Saturday, June 1, 2013

No Man's Land - Review and Play Report

While I was taking an unanticipated break from table top gaming, one of the players wanted to a Cthulhu session, so I had a rare chance to play.  He thought No Man's Land, a Chaosium tournament adventure, looked pretty good for a one shot, so he spent some time getting it ready to run, and that's what we played the past few weeks.  I'll go ahead and do a brief play report on how we did, and then a capsule review of the adventure.

No Man's Land came with a full set of pregenerated characters for the referee (with backstories) so we started play immediately.  It's near the end of World War I, and the players are part of a Lost Battalion, isolated and cut off in the Argonnes Forest, and still engaging enemy soldiers.  The overall course of the adventure had us leaving the defensive positions to scout for some missing companies in the battalion, then getting knocked off course and lost due to foul weather and the chaos of war.  Along the way, we stumbled into various encounter sites (a German outpost, a medieval village, and a camp of cultists).  The main motif seemed to be this:  an ancient evil that feeds on strife and horror, lurking beneath the forest, has reawakened due to the horrors of the war, and an ancient conspiracy of cultists (tracing a lineage back through Medieval times) prepared to open a gate to return the horrors fully to the world.

Smitty, the guest ref, did an amazing job with creating props for his rookie turn behind the screen.  During a scene in a desolate village, we fled to a lonely church where the priest thrust an old book at us (with all the answers) right before the monsters nuked the church.  He also gave us a magic crystal that detected the presence of the otherwise invisible and ethereal monsters.

Here are a few pics of the props:

(He put a cool cover on an old text book, created those fancy bookmarks, and pasted full page excerpts of the key texts into the text book, so we could flip from page to page and read passages saved by monks and priests that battled the horrors in past ages.  Very cool!)

The big climax occurred after we escaped an encampment of the cultists and made it back to battalion.  An army of zombies attacked the defensive positions, and the cultists used the distraction to sneek into the underground caves (where the ancient temple stood) and attempt to open the gate.  It was nothing a few grenades couldn't handle.  But overall, No Man's Land was super deadly; the adventure started with 6 player characters, but only 3 of them survived.


No Man's Land was an interesting experience, but not a very good adventure.  Years of running free-form D&D adventures and sandbox games have poisoned me from enjoying an adventure with such obvious rails.  As a tournament adventure, No Man's Land has an omnipresent clock that kept us literally running from scene to scene - the equivalent of "when the action slows down, men with guns kick in the door and start shooting".  The stress of constantly being harried kept the table alert and created the experience that no place was safe.  Unfortunately, it felt like no matter which way we decided to go (or how we navigated), we ended up forced to the next proscribed scene.

We (bloggers) tend to think of "railroad" in two ways - as a series of linear scenes, or as a foregone conclusion where the decisions of the players just don't matter to the outcome.  I'm much more forgiving of the former than the latter.  Both definitions of railroad were very much in evidence in this scenario.  Like I mentioned above, if you're trying to recreate the horrors of war, the meaninglessness of choice, and the absurdity of it all, pushing the players along a linear path and thrusting bad things on them with no chance of avoidance (incoming!) is a fine of way of creating that experience.  It doesn't make for a great game, although it was quite memorable, and we're still talking about it!
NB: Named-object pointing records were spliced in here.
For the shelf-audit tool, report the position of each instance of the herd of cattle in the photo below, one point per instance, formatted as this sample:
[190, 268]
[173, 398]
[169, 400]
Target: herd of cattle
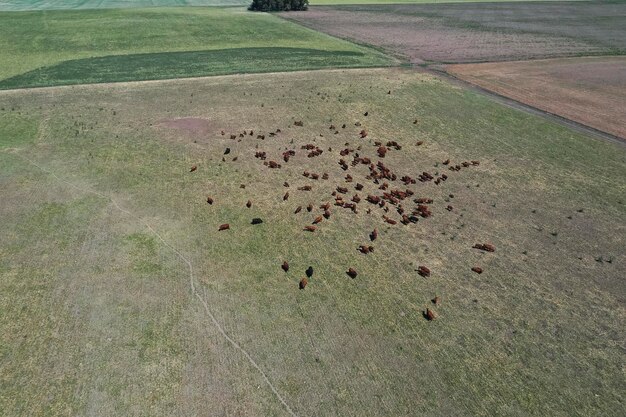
[393, 202]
The setting of the adventure and themes are super interesting - it involves megalithic sites, witch cults, the slumbering lloigor, dragon-myths, and the great old one Ghatanothoa.  Plus zombies and ghouls.  One can argue that qualifies as a mythos zoo and banalizes the monsters, but I felt the varied and overwhelming Mythos elements just reinforced the apocalyptic ideas behind the scenario.  All hell is breaking loose because of the war and the reawakening lloigor, and World War I zombies and charnel ghouls are just part of the scenery.

So how do I rate this one as a written scenario?  I really don't like railroads.  Creating a high pressure gauntlet was interesting and made for a memorable experience.  I have to think there are other scenarios that have done a gauntlet while either hiding the tracks better, or preserving the sense of player choice.